More Government Debt Means Less Economic Growth
The US government continues to borrow money at a frenetic pace in order to cover its massive spending spree. It runs huge deficits month after month and there is more spending coming down the pike. The national debt is over $28 trillion and it is about to begin surging upward again. But with the exception of a few contrarians, most people don’t worry about the national debt. The conventional wisdom seems to be that since none of the doomsday predictions about skyrocketing debt haven’t come to pass, there’s nothing to worry about.
Of course, nothing is a problem until it is. And even if the borrowing and spending don’t ultimately precipitate a crisis, it is undermining the economy. The bottom line is more debt means less growth.
Based on relatively conservative CBO projections, the national debt will balloon to $140 trillion by 2050. On average, the Fed monetized about 30% of the total debt. If that trend continues, the central bank will have to expand its balance sheet to $40 trillion.
This is a giant millstone tied around the US economy’s neck.
As Lance Roberts notes in an article published by Investing.com, “Since 1977, the 10-year average GDP growth rate steadily declined as debt increased. Using the historical growth trend of GDP, the increase of debt will lead to slower economic growth rates in the future.”
The growth of government debt diverts resources away from productive activities. It also tends to create a downward spiral. As debt increases, it takes more and more money to service the debt and fund government programs. That requires more borrowing and an increase in debt. Since 1980, the growth in debt usurps the entirety of economic growth.
In this environment, the Fed has to keep interest rates low and debt has to grow faster than the economy just to keep the economy from stalling out. This is why the Fed can’t possibly tighten monetary policy – at least not significantly.

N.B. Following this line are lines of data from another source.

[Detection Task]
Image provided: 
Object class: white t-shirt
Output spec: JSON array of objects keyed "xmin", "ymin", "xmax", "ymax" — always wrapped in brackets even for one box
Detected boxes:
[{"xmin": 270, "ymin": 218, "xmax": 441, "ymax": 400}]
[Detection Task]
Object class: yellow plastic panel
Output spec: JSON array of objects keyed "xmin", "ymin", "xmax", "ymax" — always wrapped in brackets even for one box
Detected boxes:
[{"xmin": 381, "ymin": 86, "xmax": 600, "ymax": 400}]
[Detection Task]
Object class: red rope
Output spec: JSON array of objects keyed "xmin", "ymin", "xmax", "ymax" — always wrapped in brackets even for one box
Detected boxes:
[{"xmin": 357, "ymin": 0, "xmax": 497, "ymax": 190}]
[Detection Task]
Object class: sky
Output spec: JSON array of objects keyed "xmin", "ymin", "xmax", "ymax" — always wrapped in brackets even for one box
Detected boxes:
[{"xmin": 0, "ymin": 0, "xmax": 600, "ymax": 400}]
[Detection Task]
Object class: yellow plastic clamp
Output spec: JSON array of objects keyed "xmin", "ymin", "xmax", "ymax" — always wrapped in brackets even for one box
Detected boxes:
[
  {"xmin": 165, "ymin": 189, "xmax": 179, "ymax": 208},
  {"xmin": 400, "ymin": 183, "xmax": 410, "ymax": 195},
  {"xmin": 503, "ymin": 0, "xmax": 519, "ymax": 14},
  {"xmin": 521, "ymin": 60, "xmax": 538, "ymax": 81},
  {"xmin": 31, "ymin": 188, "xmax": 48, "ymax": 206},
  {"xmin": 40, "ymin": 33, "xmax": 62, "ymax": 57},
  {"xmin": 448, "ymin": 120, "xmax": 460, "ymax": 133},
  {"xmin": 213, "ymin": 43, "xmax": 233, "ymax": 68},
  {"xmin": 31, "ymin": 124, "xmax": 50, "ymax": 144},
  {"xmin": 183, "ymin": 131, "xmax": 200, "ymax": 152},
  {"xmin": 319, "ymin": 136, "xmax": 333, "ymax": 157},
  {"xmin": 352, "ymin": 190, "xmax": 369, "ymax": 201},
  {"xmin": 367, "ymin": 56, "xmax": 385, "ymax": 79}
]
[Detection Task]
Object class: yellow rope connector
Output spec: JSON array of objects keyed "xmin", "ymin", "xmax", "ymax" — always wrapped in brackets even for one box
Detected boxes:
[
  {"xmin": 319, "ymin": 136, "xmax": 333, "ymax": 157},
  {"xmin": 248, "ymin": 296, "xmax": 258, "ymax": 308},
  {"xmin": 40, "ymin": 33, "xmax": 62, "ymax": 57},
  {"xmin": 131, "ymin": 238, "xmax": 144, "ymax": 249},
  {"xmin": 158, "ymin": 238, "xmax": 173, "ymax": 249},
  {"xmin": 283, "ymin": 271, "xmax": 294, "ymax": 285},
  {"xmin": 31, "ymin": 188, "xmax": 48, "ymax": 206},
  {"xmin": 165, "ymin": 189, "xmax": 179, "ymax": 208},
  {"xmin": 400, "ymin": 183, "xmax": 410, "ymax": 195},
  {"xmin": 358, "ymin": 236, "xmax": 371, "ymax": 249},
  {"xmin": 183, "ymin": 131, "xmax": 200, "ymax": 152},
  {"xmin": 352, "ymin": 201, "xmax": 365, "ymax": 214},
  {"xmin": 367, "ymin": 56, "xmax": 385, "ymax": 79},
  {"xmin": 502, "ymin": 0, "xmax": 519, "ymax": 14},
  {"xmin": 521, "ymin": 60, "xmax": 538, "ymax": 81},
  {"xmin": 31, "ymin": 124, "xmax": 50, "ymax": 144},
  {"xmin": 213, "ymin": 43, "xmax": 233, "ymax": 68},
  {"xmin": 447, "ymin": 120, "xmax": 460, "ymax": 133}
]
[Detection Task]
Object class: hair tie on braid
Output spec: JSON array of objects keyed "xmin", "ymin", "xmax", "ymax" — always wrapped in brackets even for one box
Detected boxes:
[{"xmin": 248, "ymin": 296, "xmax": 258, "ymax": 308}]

The conventional wisdom is that borrowing and spending will jumpstart the economy and lead to economic growth down the road. But history doesn’t support this theory. Japan provides a good example. Japan’s QE program since 2008 has been three times larger than the US on a relative basis. But economic prosperity there is no higher than it was at the turn of the century. Japan’s borrowing and spending spree have produced — nothing.
According to Roberts, “Even though the BOJ’s balance sheet owns a majority of the ETF, corporate, and government debt markets, Japan has been plagued by rolling recessions, low inflation, and low interest rates.”
While many argue the US economy will eventually ‘grow’ its way out of debt, there is no evidence such a capability exists. We know that interest rates in the US and globally are telling us economic growth will remain weak in the future.”
Roberts believes, “Japan is a microcosm of what the U.S. will face in coming years as the ‘3-D’s’ of debt, deflation, and the inevitability of demographics continue to widen the wealth gap.”
A study by economists Jones and De Rugy at George Mason University reveals that excess debt actually has a zero to a negative multiplier effect on economic growth.
“The multiplier looks at the return in economic output when the government spends a dollar. If the multiplier is above one, it means that government spending draws in the private sector and generates more private consumer spending, private investment, and exports to foreign countries. If the multiplier is below one, the government spending crowds out the private sector, hence reducing it all.
“The evidence suggests that government purchases probably reduce the size of the private sector as they increase the size of the government sector. On net, incomes grow, but privately produced incomes shrink.”
The study found:
There are no realistic scenarios where the short-term benefit of stimulus is so large that the government spending pays for itself. In fact, the positive impact is small, and much smaller than economic textbooks suggest.”
And in conclusion:
If you think that the Federal Reserve’s current monetary policy is reasonably competent, then you actually shouldn’t expect the fiscal boost from all that spending to be large. In fact, it could be close to zero.
“This is, of course, all before taking future taxes into account. When economists like Robert Barro and Charles Redlick studied the multiplier, they found once you account for future taxes required to pay for the spending, the multiplier could be negative.”